Saturday, January 17, 2009

For Kelsey



well the door is painted, but when i removed the tape, chunks of the latex paint came up with it (both brown and green). i touched up some of the brown that peeled off, and it looks good from a distance, but up close...well. i still have not painted the border around it with the beige (as you can see). i still have some touch-up to do but it is better for nothing. thank you for taking your time to console me yesterday kels. i appreciate that as i was feeling so all alone.
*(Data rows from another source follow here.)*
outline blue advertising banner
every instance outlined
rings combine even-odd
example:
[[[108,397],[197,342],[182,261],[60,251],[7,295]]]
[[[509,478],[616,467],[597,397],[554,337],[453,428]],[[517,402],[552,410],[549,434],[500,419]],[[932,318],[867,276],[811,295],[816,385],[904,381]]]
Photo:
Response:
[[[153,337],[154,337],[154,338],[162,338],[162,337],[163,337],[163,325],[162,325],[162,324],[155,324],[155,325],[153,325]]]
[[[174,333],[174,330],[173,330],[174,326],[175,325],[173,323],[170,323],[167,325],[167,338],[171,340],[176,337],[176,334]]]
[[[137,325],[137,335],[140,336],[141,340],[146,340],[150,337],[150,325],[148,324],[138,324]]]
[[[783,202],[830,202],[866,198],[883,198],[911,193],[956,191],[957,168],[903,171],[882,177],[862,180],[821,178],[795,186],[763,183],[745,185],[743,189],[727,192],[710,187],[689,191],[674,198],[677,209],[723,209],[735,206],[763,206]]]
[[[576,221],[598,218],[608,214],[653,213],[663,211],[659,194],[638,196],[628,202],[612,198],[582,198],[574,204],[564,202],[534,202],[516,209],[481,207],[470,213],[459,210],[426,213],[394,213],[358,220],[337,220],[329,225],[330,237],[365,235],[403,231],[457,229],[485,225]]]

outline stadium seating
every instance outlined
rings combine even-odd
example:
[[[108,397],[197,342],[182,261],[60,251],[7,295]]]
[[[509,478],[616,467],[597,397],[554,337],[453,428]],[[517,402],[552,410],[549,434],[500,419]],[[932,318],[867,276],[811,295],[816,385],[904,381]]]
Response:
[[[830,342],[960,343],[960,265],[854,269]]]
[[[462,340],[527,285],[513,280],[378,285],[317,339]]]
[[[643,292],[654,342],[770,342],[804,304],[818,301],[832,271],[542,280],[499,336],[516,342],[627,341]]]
Wednesday, January 14, 2009



this is a picture of our house,
and i know the feelings it just might arouse.
i know you clearly remember,
it is the middle of friggin' winter.
you might expect this in spring,
and i know the feelings it surely brings.
i know nostalgia comes creeping in,
but please remember it's just a thing.
the pride we feel was felt before,
by minds that lived and surely stored
each waking moment in their lives,
and no longer live to tell their side.
happy moments still reside,
but surely somewhere sadness hides,
inside its walls as well as out.
that's what life is all about.



sorry, i was reading shel silverstein and thought i'd try....

chloe's artwork


this is a drawing chloe made for her grandma. one day while she was playing with her crayons i suggested to kelsey that maybe we should send her mom one of chloe's drawings for christmas. kelsey told me that, in fact, what her mom had asked for was the girl's handprints. so we were going to do that also, but in the meantime i thought it would also be cool to send in one of her drawings. so i pulled out an 11x14 drawing paper. chloe gets the paper and says "ooh, nice paper." and this is what she came out with. i see a bird (replete with wings and an eyeball). anyways, this post is for you karen.

Friday, January 9, 2009

pistachio update

well, quarantine time is over. her fur is soft and silky, though she is shedding the winter coat she managed to grow those few days of being outdoors (who knew she had it in her). she is much less needy but does like me to be with her while she eats. she is not as skinny but she aint fat ass yet (she never really was fat, we just like to give our pets a complex. keep 'em humble so to say), but i started calling her fat already. i even flicked her off today, for old time's sake. now bathroom decontamination is in order. ps. i think the quarantine worked, as i have not seen/felt any fleas.

Tuesday, January 6, 2009

Dust

dust. where the hell does it come from? i know its pet dander, human skin, even insect and mite particles, but seriously, where does it all come from. i've been cleaning the house (as best as i know how) and dust just appears. my uncle gave me a new computer that i set up less than a week ago and i could see the dust all over the desk and the computer. i cleaned up the windows and the all other areas around the windows where dust is likely to accumulate and still, dust is present. do i need to change the a/c filter? even now the sun is coming in through our living room window and i see all kinds of particles floating there as if they were invited guests. well, at least im glad i have nose hairs to filter some of it out (im hoping my moustache does the same)...
i know this entry is lame, but its just an observation. anyone have any ideas, hints, or solutions about what to do with all the dust???

Friday, January 2, 2009

Thursday, January 1, 2009

"skinny" "ass" update


we normally call pistachio fatass. but today she is skinny ass. she is totally needy.
poor kitten her whole world as she knew it totally collapsed. i kinda feel her pain.
except i dont have fleas, and i actually started eating already.

happy 2009

happy new year's to all. i hope 2009 goes well for all. especially for me. 2008 was a tough one for me. it greeted me with pain with what i thought was a broken ankle. then the sewer line broke costing a couple grand we could have saved. the cowboys were eliminated from the playoffs in january. i was run over by a forklift. i spent a very painful 3 months of recovery. i ached and pained another 3-4 months of work, followed by more pain when i came home. i likened the pain to needles being stabbed from one side to another. kinda like a vodoo doll. very, very painful. a tree branch broke and cracked the truck windshield. my heart was ripped, stepped and spat on. the cowboys were emabarassed by the eagles causing them to not make the playoffs. 2008 was a motherfucker.

hope 2009 works out better.

highlights of 2008:
-chloe spontaneously bursts out: "i lub (love) daddy" (i was so proud)
-i got to at least partake of some time getting to meet leyla. i love her spirit. a perfect mix of toughness and sweetness.
-i was blessed with life and still have the ability to work.